The techniques taught herein work by finding colorant mask patterns that have identical CIE Lab values and so are hard to distinguish from each other under normal light. In the disclosed embodiments, the colorant mask patterns may exhibit very dissimilar magnetic responses, and thus display a high magnetic contrast with respect to one another when read by a magnetic reading device. This dissimilarity in magnetic responses under magnetic sensing can be easily detected with an image-based magnetic sensor, which may in essence be a magnetic camera. One example embodiment employs this difference by toggling between the black visual color caused by using a black colorant that exhibits a first magnetic property, and the black visual color caused by a combination of the cyan, magenta and yellow colorants that exhibits a different magnetic property, alternating the placement of each between either the background or foreground areas in close spatial proximity and complementary counter-opposition.
FIG. 3 shows an exemplary application of the teachings enumerated above. In FIG. 3, a document may include a non-magnetic substrate, a first colorant mixture 300, and a second colorant mixture 301. The first colorant mixture 300 may be printed as a first image upon the substrate. The first colorant mixture 300 may include magnetic ink. Alternatively, the first colorant mixture 300 may have a property of high magnetic contrast in conjunction with the substrate. The second colorant mixture 301 may be printed as a second image upon the substrate in substantially close spatial proximity to the printed first colorant mixture 300. As used in this document, substantially close spatial proximity means that the two images have boundaries that abut each other, overlap, or are so close to each other that the boundary is not visually perceptible to a human under ordinary ambient viewing conditions. The second colorant mixture 301 may consist essentially of one or more non-magnetic inks and exhibit properties of both low visual contrast and high magnetic contrast against the first colorant mixture 300 such that the resultant printed substrate does not reveal the first image to the human eye but may reveal the first image to a magnetic image reader. Alternatively, the second colorant mixture 301 may have a property of low magnetic contrast in conjunction with the substrate, and a property of low visual contrast against the first colorant mixture 300, such that the resultant printed substrate image will yield a discernable pattern evident as a magnetic mark when viewed with a magnetic image reader. As used herein, low visual contrast means that a visual comparison of two printed items exhibits no perceptible color change. High magnetic contrast means that, when two materials printed on a substrate are compared, one exhibits a significantly greater magnetic response than the other.
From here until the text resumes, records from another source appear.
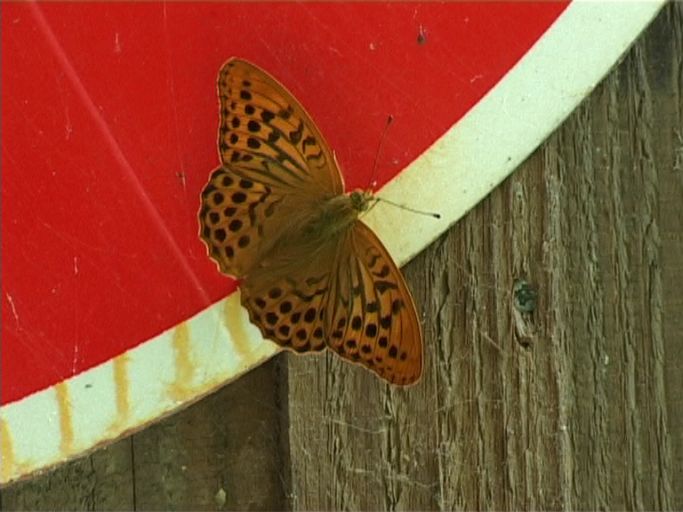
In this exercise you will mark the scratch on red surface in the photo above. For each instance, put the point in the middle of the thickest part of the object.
(115, 149)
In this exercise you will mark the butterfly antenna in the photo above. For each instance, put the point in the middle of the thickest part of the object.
(408, 208)
(373, 177)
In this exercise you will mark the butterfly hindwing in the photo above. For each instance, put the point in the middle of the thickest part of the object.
(274, 214)
(287, 296)
(371, 317)
(263, 128)
(234, 219)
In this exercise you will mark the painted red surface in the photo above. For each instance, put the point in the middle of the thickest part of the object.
(109, 119)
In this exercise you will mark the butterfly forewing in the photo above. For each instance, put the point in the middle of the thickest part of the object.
(264, 129)
(275, 216)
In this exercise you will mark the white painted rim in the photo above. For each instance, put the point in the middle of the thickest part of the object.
(457, 171)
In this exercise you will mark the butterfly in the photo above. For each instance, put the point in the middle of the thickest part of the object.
(275, 215)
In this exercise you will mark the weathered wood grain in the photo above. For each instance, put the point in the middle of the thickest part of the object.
(576, 405)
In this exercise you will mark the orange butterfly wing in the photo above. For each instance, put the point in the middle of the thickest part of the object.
(342, 291)
(371, 316)
(275, 161)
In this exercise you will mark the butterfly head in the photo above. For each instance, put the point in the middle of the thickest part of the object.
(361, 199)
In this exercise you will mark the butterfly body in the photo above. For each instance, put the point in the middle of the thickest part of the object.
(275, 215)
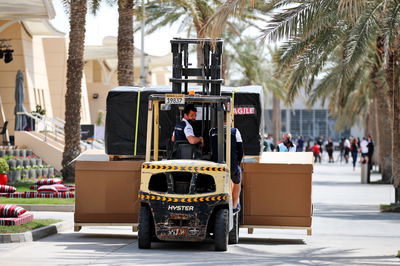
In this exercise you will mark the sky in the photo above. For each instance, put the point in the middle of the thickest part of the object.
(105, 23)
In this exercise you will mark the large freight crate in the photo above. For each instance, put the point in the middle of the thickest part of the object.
(123, 122)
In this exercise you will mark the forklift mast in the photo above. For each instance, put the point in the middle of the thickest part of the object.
(208, 74)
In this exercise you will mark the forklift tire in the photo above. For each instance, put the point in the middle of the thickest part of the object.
(221, 227)
(144, 229)
(234, 233)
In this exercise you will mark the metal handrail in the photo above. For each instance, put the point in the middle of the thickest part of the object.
(56, 126)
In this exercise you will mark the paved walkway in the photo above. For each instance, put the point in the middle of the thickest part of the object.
(348, 229)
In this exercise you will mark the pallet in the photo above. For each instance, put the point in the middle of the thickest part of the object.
(250, 228)
(78, 226)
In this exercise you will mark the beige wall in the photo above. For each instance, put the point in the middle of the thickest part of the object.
(56, 65)
(29, 57)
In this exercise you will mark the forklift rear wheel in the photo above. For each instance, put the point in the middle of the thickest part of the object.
(144, 229)
(221, 228)
(234, 233)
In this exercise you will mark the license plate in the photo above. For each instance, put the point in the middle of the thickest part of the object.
(175, 99)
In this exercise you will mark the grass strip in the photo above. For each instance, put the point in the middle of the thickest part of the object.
(36, 201)
(28, 226)
(390, 207)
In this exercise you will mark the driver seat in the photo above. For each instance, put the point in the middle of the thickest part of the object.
(182, 149)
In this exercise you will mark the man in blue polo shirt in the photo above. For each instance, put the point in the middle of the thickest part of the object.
(184, 130)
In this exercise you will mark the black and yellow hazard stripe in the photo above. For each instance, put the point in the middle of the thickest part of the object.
(184, 168)
(221, 197)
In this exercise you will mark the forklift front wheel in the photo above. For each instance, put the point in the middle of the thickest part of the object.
(144, 229)
(234, 233)
(221, 228)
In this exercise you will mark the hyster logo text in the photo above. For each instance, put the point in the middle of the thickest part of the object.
(180, 208)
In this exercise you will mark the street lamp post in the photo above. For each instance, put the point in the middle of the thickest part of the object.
(142, 56)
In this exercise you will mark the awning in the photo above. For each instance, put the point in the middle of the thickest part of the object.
(24, 9)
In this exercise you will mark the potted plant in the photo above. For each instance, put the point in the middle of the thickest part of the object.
(3, 171)
(18, 172)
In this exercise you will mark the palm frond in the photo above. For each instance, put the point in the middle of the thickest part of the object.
(363, 33)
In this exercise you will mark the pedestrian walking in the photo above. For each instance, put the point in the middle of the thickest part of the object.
(370, 154)
(354, 148)
(329, 150)
(316, 152)
(347, 147)
(300, 144)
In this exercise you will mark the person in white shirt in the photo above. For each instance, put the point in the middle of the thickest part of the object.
(287, 144)
(364, 150)
(346, 146)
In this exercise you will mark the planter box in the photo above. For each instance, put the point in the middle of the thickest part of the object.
(277, 190)
(106, 192)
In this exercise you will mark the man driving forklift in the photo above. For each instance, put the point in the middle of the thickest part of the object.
(184, 130)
In an embodiment, the first colorant mixture 300 may exhibit a visual color and the second colorant mixture 301 may exhibit the same visual color. The first colorant mixture 300 may include predominately black colorant. For example, the first colorant mixture may be a carbon black toner or ink. The second colorant mixture 301 may include yellow, cyan, and magenta. The first and second colorant mixtures 300 and 301 may exhibit substantially similar grayscale values. The first colorant mixture 300 and the second colorant mixture 301 may further be a close metameric color match under normal illumination but different in their response under magnetic sensing.
In an embodiment, the substrate may be paper. Alternatively, the substrate may be a transparency, packaging material, plastic, or other medium on which toner may be printed.
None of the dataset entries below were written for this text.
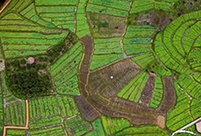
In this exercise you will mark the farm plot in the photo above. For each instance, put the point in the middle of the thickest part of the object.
(46, 126)
(60, 13)
(1, 108)
(16, 5)
(137, 43)
(65, 70)
(29, 12)
(82, 28)
(157, 93)
(88, 112)
(21, 38)
(98, 129)
(110, 80)
(195, 108)
(105, 52)
(180, 114)
(132, 91)
(143, 130)
(7, 95)
(15, 114)
(190, 85)
(148, 5)
(178, 43)
(43, 107)
(76, 126)
(15, 132)
(67, 106)
(107, 20)
(113, 125)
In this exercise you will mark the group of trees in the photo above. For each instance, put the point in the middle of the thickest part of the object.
(25, 81)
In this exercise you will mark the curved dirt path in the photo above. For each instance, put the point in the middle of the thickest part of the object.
(116, 107)
(16, 127)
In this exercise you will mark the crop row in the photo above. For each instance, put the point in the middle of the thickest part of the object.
(180, 114)
(76, 126)
(22, 38)
(190, 85)
(62, 14)
(132, 91)
(30, 13)
(43, 107)
(82, 26)
(157, 93)
(137, 42)
(15, 114)
(98, 129)
(147, 5)
(105, 53)
(112, 125)
(142, 130)
(65, 71)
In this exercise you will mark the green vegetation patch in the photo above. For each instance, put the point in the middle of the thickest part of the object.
(143, 130)
(112, 125)
(98, 129)
(15, 132)
(28, 77)
(180, 114)
(58, 50)
(77, 126)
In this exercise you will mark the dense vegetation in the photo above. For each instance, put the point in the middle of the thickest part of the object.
(28, 80)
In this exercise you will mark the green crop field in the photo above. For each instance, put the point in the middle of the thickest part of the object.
(100, 68)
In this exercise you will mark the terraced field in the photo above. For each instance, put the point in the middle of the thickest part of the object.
(100, 67)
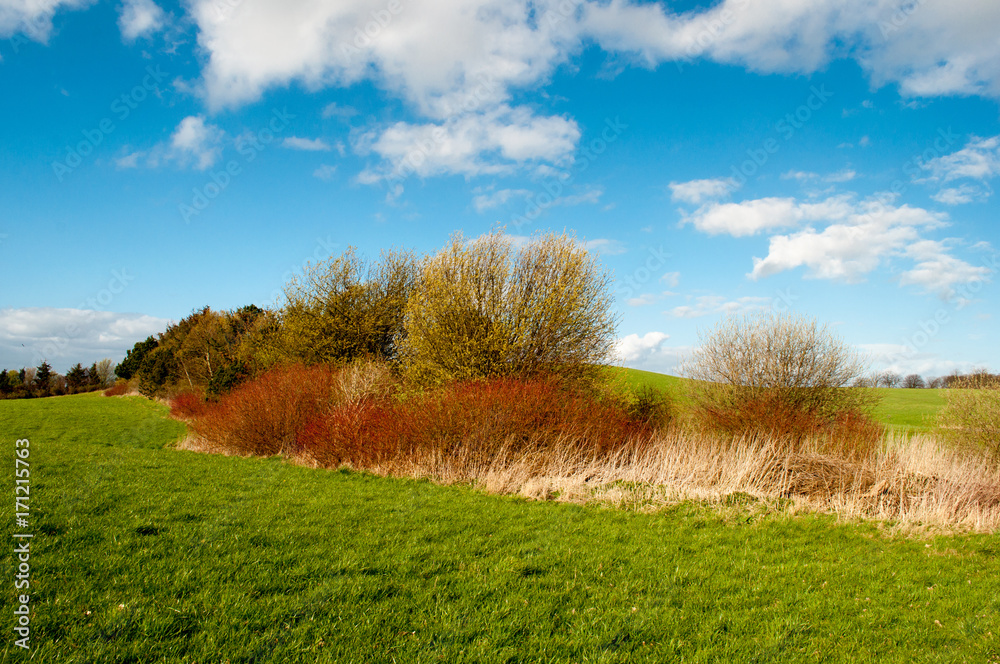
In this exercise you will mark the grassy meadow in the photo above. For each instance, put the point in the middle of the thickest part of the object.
(146, 553)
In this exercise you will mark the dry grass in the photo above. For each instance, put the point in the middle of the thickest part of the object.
(913, 483)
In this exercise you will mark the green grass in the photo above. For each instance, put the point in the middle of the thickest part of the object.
(902, 409)
(147, 554)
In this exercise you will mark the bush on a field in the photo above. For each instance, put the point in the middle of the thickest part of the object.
(476, 420)
(344, 309)
(779, 375)
(972, 414)
(485, 309)
(262, 416)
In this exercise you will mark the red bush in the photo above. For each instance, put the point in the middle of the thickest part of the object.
(187, 405)
(116, 390)
(263, 416)
(477, 419)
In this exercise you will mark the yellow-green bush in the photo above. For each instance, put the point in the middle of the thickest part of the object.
(486, 308)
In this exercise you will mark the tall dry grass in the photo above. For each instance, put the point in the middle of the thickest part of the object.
(536, 439)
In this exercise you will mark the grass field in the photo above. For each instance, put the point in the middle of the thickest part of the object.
(903, 409)
(147, 554)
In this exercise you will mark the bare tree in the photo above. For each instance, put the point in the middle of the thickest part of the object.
(106, 371)
(888, 379)
(768, 362)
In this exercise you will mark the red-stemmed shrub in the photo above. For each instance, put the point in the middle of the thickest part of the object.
(187, 405)
(476, 420)
(118, 389)
(262, 416)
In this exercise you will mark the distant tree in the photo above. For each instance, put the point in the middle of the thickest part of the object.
(105, 371)
(762, 371)
(490, 308)
(134, 358)
(43, 374)
(76, 377)
(888, 379)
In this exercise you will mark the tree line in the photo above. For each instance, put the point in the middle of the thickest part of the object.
(42, 381)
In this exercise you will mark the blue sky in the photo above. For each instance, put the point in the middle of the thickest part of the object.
(831, 158)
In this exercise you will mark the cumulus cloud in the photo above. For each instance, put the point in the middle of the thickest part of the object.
(139, 18)
(64, 337)
(763, 214)
(964, 193)
(649, 352)
(979, 160)
(488, 143)
(196, 142)
(695, 192)
(707, 305)
(33, 18)
(307, 144)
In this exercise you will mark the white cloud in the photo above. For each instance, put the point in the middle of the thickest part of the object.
(64, 337)
(965, 193)
(335, 110)
(845, 175)
(492, 199)
(325, 172)
(706, 305)
(195, 141)
(605, 246)
(488, 143)
(671, 279)
(937, 49)
(697, 191)
(633, 347)
(139, 18)
(753, 216)
(33, 18)
(979, 160)
(307, 144)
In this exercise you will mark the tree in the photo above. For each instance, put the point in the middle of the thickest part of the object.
(972, 414)
(343, 309)
(105, 371)
(43, 374)
(134, 358)
(888, 379)
(773, 372)
(484, 308)
(76, 377)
Each colorant mixture 300 or 301 may be either a single CMYK colorant or any mixture of CMYK colorants. They will, however, differ in that colorant mixture 301 will be selected so as to provide higher magnetic response than that selected for colorant mixture 300, or vice versa. However, in some embodiments, the colorant mixtures 300 and 301 will be selected most optimally to match each other closely in their average color under normal light, while at the same time differing in their average magnetic response. Thus, under normal illumination, area 302 would look to a human observer as a constant or quasi constant color or pattern, while under magnetic sensing tool area 302 would separate into two distinct areas represented by colorant mixtures 300 and 301 exhibiting a clear contrast to a magnetic sensitive device such as a magnetic camera or MICR reader device. Thus, the magnetic sensitive device would show an image 303 in which the magnetic ink is highlighted, and the image 303 formed by the magnetic ink is revealed.
In an embodiment, the document may further include a third colorant mixture 304 printed as a third image 305 upon the substrate. The third colorant mixture 304 may exhibit a visual color and/or magnetic field strength that differs from that of the first colorant mixture 300 and/or the second colorant mixture 301.
As a further example, an approximately 50% grayscale gray colorant mixture may be realized with a halftone of black colorant only. This may then be matched against a colorant mixture comprising a high amount of yellow mixed with enough cyan and magenta to yield a similar approximate 50% grayscale gray colorant mixture. However, with the given high content of black colorant amount the single colorant halftone case will provide much higher absorption of magnetic ink as compared to the colorant mixture. Thus and thereby, two colorant mixtures may be realized which while appearing quite nearly identical under normal viewing illumination, will never-the-less appear quite different to the appropriate device under magnetic sensing conditions.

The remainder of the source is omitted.